Interesting news about the US Coast Guard training ship, the barque Eagle. As reported by The Day, The Coast Guard barque Eagle may go to Baltimore for extensive repairs so future officers can keep training on the ship for years to come. The barque underwent a service-life extension at the Coast Guard Yard in Baltimore, Md., more than 30 years ago and it is due for another.
“The Coast Guard is looking at Eagle being the training vessel for cadets and officer candidates for hopefully another 40 years,” said Capt. Raymond “Wes” Pulver, Eagle’s commanding officer. “A final decision has not been made on the service-life extension project for Eagle but I’m optimistic we’re going to do something to keep Eagle in very valuable service.”

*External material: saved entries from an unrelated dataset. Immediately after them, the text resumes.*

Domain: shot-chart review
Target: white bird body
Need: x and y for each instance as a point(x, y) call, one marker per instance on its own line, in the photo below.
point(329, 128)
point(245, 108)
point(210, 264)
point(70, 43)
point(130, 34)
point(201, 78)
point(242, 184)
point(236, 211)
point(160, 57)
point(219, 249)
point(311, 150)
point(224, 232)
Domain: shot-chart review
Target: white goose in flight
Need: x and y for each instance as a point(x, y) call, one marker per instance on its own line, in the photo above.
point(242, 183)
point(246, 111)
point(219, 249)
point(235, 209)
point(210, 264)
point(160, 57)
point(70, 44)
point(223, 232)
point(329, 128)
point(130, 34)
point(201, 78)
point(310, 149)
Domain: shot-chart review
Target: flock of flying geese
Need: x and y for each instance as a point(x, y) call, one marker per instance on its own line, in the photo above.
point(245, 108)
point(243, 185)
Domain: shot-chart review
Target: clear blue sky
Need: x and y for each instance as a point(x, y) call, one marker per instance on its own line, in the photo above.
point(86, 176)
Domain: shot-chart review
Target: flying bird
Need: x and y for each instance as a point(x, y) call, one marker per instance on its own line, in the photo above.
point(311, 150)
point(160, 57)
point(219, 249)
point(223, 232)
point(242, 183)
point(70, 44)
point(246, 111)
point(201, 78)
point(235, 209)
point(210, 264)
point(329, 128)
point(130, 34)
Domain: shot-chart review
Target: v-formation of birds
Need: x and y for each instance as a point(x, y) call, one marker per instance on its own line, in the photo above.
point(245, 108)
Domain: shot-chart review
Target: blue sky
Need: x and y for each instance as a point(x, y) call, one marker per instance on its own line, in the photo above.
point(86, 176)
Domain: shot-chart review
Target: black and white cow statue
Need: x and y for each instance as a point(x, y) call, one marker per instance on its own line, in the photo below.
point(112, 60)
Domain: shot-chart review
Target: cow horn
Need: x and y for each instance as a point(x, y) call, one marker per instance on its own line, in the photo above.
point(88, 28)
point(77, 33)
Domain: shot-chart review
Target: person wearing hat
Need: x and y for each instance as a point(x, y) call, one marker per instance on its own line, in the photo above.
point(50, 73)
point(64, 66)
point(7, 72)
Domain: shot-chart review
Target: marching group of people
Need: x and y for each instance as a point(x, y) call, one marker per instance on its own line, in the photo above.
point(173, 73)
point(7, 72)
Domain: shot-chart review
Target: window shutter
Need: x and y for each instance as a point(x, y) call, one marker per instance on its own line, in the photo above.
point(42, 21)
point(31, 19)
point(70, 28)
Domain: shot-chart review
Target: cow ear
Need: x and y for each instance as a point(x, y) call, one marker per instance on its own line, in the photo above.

The overhaul may take as long as five years. Plans include replacing the main diesel engine and reduction gear, inspecting and gauging the hull and overhauling the masts. At this point nothing has been finalized. The Eagle last underwent a major overhaul more than 30 years ago and it is due for another. The ship began its life as the Segelschulschiff Horst Wessel. She was built by Blohm and Voss in 1936. At the end of World War II, the Horst Wessel was taken by the United States and was commissioned into the United States Coast Guard as the Coast Guard Cutter Eagle on May 15, 1946.